About tapshex

tapshex is a package and command-line utility for reading and interpreting CSV Files formatted according to the DCTAP Model and expressing them as schemas in the Shape Expressions language (ShEx). This package builds on classes and functions defined in a related package, dctap, and extends them with features that are explicitly aligned with ShEx. The command-line tool provided by tapshex is very similar to the dctap tool provided by a related package, dctap-python.

The tapshex documentation extensively links to, and builds on, the documentation for dctap where interested users will find a general description of the DCTAP Model and a DCTAP Glossary. The tapshex documentation features, in addition, a ShEx Glossary.

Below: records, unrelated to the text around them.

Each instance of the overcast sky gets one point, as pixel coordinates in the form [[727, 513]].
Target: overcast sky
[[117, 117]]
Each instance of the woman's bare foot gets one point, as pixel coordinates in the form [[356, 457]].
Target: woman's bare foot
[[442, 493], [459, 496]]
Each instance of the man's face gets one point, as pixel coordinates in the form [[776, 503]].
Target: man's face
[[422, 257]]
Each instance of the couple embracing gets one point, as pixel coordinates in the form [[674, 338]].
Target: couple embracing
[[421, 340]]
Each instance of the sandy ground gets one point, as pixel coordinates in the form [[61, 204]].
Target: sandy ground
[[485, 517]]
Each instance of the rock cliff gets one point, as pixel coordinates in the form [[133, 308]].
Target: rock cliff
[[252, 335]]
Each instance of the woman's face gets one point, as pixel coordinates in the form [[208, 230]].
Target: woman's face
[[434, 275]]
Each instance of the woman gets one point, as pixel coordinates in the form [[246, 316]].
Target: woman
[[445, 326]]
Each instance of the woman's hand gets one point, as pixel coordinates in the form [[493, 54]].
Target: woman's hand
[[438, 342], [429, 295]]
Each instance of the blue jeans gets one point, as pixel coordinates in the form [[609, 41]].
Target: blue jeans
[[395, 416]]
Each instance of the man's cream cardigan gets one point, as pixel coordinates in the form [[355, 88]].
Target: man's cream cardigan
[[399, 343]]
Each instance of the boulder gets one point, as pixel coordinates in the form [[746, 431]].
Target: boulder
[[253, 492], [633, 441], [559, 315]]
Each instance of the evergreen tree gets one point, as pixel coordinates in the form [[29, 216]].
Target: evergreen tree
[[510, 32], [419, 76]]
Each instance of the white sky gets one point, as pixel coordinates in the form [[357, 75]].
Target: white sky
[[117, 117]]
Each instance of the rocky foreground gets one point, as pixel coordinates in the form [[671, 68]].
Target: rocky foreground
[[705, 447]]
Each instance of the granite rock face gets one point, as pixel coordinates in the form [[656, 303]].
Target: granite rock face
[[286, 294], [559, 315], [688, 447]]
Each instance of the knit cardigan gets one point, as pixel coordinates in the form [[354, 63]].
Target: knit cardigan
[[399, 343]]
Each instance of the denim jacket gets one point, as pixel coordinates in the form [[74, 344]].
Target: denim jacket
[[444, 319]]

This package is under development at https://github.com/tombaker/tapshex, where issues or questions can be posted in its issue tracker.

About dctap-python

DCTAP Elements

In the DCTAP Model, a Shape groups a set of Statement Templates, each of which describes one type of Statement in Instance Data about a specified Entity. Each of these two components (Shapes and Statement Templates) has its own (extensible) set of DCTAP Elements:

Statement Constraint Elements

Removed from this section:

This section:

Shape Elements

There are two Shape elements. If the shapeID element is not used in a given DCTAP instance, it will be assigned a default value (which can be customized in the config file - see Default Shape Identifier).

Configuration

dctap has built-in default config settings (see defaults.py). By generating and editing a config file (see Initialize a config file), the following defaults can be tweaked:

Modify:

  • dctap:config/list_elements/valueNodeType/index

DCTAP and CSV

The DC Tabular Application Profiles (DCTAP) model adheres to RFC 4108, the Common Format and MIME Type for Comma-Separated Values (CSV) Files. The CSV format consists of exactly one two-dimensional grid of rows and columns, so DCTAP is limited to things that can readily be encoded in two dimensions.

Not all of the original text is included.